The Ballad of Buster Scruggs: The Absurdity of Mankind

Last night I was reading up on The Myth of Sisyphus, an essay that posits Albert Camus' philosophy of the absurd and man's futile search for meaning. Then this morning, I watched The Ballad of Buster Scruggs, the latest Coen Brothers film that is essentially a visual depiction of absurdism. I did not plan this, but my it was a revelation.

The Ballad of Buster Scruggs is a series of short films that all take place in the old American West. The conceit is that you are reading a book called The Ballad of Buster Scruggs and Other Tales of the American Frontier and an unseen hand turns the pages to introduce each new story and then show you the closing pages as you move on to the next vignette. That flourish made me glad I was watching on Netflix as I could pause the movie and read the last few words of every story to glean some more wisdom from the mysterious minds of Joel and Ethan Coen.

I won't delve into too much detail about each of the vignettes as they pack a wallop and should be experienced firsthand. But if you've ever watched a Coen Brothers movie before, you know what you will find. A bewildering mix of comedy and pathos, with dialogue that falls trippingly off the tongue and makes you want to write it all down so you can read those sentences over and over again. I simply do not understand how they can craft such poetry but every word is a delight. Most importantly, every actor they've hired delivers those lines with the appropriate panache. However, that is only the case in some of the stories. In others, dialogue takes a backseat to Bruno Delbonnel's epic cinematography where Nature provides the necessary poetry. The pristine landscapes and wilds of the frontier are jawdroppingly splendid and highlight the absurdity of it all. These men will play their foolish games to their foolish ends but the land will carry on long after they are gone.

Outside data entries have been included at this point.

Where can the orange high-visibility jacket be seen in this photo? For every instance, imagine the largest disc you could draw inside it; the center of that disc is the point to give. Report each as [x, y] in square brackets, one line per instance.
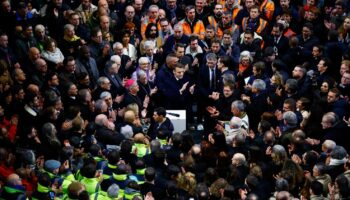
[262, 25]
[198, 28]
[144, 24]
[267, 8]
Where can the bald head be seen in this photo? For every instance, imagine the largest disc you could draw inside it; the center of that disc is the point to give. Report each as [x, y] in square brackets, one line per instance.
[34, 54]
[14, 179]
[101, 119]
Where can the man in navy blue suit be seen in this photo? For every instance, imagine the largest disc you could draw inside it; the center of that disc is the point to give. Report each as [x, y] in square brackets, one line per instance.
[208, 87]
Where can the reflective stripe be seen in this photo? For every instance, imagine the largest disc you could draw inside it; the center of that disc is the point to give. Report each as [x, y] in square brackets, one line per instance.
[120, 177]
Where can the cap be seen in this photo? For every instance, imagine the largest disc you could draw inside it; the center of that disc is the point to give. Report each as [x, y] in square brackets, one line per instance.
[51, 165]
[113, 191]
[129, 83]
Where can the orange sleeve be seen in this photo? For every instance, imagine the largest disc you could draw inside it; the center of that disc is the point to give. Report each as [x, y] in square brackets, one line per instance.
[269, 10]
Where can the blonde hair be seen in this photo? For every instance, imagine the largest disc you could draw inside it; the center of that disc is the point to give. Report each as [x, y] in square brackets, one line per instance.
[187, 182]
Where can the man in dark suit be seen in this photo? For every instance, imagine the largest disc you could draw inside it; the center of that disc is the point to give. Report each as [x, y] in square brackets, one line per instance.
[207, 90]
[105, 133]
[177, 37]
[85, 63]
[277, 40]
[164, 74]
[112, 73]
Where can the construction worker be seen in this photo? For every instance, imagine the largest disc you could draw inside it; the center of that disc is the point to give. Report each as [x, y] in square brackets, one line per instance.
[254, 22]
[191, 25]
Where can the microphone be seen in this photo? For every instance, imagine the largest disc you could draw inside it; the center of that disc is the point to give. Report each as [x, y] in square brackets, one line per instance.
[173, 114]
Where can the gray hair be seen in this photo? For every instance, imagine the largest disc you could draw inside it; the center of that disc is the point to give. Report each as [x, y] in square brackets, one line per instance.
[290, 118]
[240, 158]
[236, 122]
[178, 27]
[39, 27]
[259, 84]
[49, 130]
[239, 105]
[68, 26]
[329, 144]
[279, 149]
[281, 184]
[141, 74]
[155, 145]
[153, 6]
[331, 118]
[143, 60]
[83, 93]
[211, 56]
[105, 94]
[100, 119]
[245, 54]
[115, 58]
[292, 84]
[101, 80]
[228, 78]
[148, 44]
[338, 152]
[117, 44]
[99, 104]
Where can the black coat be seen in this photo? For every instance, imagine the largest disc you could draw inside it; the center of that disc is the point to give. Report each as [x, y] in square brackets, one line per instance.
[107, 136]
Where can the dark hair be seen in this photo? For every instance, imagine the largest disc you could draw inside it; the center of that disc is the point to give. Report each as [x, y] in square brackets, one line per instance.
[88, 170]
[113, 157]
[44, 180]
[193, 38]
[226, 60]
[68, 59]
[148, 30]
[150, 174]
[327, 62]
[94, 149]
[177, 45]
[279, 26]
[95, 31]
[160, 111]
[47, 43]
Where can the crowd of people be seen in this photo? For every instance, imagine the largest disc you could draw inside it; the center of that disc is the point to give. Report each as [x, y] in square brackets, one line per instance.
[85, 86]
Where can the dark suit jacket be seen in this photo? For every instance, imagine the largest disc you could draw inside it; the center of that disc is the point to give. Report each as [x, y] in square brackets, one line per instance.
[203, 83]
[116, 84]
[107, 136]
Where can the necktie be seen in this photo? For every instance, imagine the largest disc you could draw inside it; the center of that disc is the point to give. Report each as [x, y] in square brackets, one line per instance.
[212, 79]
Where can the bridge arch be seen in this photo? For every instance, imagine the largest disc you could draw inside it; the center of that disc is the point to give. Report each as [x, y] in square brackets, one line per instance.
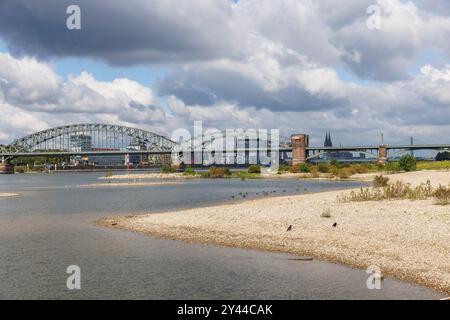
[35, 140]
[368, 154]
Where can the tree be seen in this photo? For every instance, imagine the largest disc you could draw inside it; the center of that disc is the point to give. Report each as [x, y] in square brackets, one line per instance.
[443, 156]
[407, 163]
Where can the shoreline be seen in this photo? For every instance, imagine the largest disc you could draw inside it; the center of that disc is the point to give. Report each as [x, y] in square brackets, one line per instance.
[8, 194]
[408, 240]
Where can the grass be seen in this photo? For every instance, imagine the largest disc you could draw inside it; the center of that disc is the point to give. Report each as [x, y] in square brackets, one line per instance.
[442, 195]
[326, 213]
[398, 191]
[433, 165]
[380, 181]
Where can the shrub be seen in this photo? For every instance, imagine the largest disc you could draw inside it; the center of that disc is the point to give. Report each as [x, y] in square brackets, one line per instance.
[326, 213]
[359, 168]
[334, 163]
[344, 173]
[168, 169]
[219, 172]
[315, 172]
[284, 168]
[323, 167]
[189, 171]
[19, 170]
[304, 168]
[380, 181]
[391, 167]
[407, 163]
[442, 195]
[397, 190]
[254, 168]
[443, 156]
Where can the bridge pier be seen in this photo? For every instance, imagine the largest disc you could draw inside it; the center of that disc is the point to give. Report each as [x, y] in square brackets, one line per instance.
[6, 167]
[382, 154]
[299, 144]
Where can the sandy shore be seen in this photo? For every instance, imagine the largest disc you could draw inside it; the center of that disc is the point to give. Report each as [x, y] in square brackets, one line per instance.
[137, 176]
[129, 184]
[409, 240]
[7, 195]
[414, 178]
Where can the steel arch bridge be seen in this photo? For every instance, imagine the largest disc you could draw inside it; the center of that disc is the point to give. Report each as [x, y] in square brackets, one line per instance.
[100, 136]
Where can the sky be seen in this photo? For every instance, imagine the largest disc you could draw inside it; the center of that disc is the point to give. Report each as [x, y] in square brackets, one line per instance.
[301, 66]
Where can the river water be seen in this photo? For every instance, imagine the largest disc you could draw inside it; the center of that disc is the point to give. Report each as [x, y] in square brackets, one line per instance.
[49, 227]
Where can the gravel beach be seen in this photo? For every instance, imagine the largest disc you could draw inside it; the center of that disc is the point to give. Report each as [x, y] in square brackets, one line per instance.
[409, 240]
[7, 195]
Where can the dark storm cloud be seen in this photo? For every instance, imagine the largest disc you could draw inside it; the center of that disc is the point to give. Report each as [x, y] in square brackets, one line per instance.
[120, 32]
[209, 86]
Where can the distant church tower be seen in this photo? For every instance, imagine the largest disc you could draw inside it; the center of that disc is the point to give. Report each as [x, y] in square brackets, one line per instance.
[328, 142]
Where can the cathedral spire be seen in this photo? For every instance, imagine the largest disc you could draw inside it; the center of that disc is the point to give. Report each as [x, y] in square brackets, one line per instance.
[328, 142]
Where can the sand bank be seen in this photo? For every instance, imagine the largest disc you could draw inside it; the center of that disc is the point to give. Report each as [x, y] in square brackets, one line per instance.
[134, 176]
[409, 240]
[7, 195]
[130, 184]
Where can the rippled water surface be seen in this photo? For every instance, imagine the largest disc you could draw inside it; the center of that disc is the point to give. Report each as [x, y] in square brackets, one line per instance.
[49, 227]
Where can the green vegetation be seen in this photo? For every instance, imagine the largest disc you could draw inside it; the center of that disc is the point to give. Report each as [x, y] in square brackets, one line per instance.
[433, 165]
[443, 156]
[219, 172]
[254, 168]
[168, 169]
[407, 163]
[284, 168]
[189, 171]
[380, 182]
[323, 167]
[397, 190]
[326, 213]
[442, 195]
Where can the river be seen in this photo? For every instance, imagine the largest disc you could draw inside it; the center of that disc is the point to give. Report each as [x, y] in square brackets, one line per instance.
[49, 227]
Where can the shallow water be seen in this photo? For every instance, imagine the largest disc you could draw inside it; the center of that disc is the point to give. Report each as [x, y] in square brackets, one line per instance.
[50, 227]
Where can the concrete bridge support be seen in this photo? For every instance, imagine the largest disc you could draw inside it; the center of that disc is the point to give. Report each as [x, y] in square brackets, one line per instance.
[6, 167]
[299, 144]
[382, 154]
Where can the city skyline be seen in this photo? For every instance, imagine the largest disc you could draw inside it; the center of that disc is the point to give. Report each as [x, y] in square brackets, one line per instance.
[348, 78]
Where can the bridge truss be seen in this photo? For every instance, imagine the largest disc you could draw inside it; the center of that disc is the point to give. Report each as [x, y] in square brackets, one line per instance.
[82, 137]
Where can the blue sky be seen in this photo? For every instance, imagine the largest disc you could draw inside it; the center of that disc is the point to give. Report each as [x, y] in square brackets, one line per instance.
[256, 63]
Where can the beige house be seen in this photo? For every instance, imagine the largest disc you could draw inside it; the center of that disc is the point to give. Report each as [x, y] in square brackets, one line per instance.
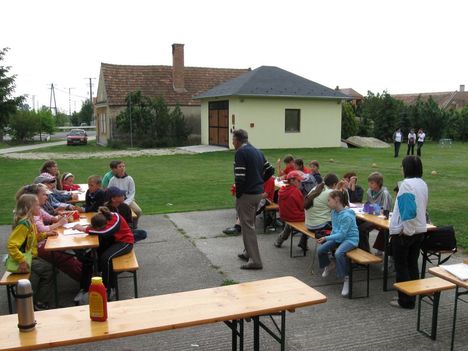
[177, 84]
[277, 108]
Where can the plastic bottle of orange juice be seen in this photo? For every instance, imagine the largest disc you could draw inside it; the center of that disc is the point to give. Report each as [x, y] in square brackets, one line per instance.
[97, 296]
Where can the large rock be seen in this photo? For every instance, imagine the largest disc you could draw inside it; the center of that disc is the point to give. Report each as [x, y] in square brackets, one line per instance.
[358, 141]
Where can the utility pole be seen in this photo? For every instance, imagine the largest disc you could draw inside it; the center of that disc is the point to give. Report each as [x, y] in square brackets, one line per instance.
[52, 95]
[91, 95]
[69, 101]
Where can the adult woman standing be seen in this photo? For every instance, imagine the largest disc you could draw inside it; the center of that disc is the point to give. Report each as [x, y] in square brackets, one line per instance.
[51, 167]
[411, 141]
[421, 137]
[408, 225]
[397, 139]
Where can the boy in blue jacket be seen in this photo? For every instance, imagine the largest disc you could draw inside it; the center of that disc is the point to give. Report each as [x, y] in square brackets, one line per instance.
[344, 237]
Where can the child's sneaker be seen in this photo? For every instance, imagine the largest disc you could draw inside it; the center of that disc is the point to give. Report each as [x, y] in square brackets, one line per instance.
[328, 269]
[345, 290]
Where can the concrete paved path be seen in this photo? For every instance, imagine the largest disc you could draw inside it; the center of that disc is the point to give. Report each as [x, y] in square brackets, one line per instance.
[186, 251]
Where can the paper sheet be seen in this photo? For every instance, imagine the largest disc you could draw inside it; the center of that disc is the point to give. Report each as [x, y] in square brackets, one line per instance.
[459, 270]
[72, 232]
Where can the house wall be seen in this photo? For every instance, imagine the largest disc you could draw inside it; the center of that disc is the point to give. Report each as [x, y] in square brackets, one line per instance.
[320, 122]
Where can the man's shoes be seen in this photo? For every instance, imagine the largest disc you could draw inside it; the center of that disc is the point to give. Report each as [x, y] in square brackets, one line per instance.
[232, 230]
[243, 257]
[251, 265]
[40, 306]
[303, 246]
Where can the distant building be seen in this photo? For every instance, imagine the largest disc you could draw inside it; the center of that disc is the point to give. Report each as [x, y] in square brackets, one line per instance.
[177, 84]
[277, 108]
[356, 97]
[446, 100]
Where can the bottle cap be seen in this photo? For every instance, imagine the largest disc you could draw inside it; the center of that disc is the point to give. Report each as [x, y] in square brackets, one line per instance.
[96, 280]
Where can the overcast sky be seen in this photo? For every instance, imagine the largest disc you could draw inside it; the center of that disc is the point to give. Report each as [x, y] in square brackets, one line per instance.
[399, 46]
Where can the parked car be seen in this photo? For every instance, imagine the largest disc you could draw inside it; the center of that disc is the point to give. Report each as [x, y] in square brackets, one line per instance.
[77, 137]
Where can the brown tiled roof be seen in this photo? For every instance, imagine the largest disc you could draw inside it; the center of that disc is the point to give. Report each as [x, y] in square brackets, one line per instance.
[446, 99]
[155, 81]
[351, 92]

Be warned: this movie is a Western and extremely violent and graphic in spots, oftentimes becoming Tarantino-esque. If bloodshed and bullet wounds turn your stomach, you might want to skip some stories entirely. But each one has one central thesis: men are constantly searching for something, and ultimately, it doesn't matter whether or not they get it. The journey is the destination. As Camus said, "The struggle itself toward the heights is enough to fill a man's heart. One must imagine Sisyphus happy." And you will really have to stretch your imagination because happy endings are not plentiful in this film.

Of the six vignettes, I naturally gravitated to the only one featuring a meaty role for a woman, The Gal Who Got Rattled. (One could argue that in the Wild West women didn't do much, but we all know that's a paltry argument and is my main quibble with this film - if you have six stories, can't some of them feature more interesting roles for women?) Zoe Kazan's performance is captivating, and the camera lingers on her face even when others are talking because getting her reaction to their words is more important than watching the words be delivered. This vignette felt the most sweet and hopeful...for a while at least. I also enjoyed Near Algodones, starring James Franco, as that featured some of the most outright absurdist comedy (Franco is not allowed to mumble more than a few words during the entire piece as that man is impossible to imagine as a cowboy). And for utter bleak despair, Liam Neeson and Harry Melling (Dudley Dursley's all grown up and magnificent in this role!) deliver quite the gut punch in Meal Ticket.

The Ballad of Buster Scruggs is a cinematic feast, offering an amuse bouche to tickle every palate, but with a central theme of utter Sisyphean futility. It is beautifully shot, impeccably written, and well acted. I can't say it is a warm and fuzzy holiday movie, but it certainly shows you what cinema can do to transform the written word into a moving spectacle.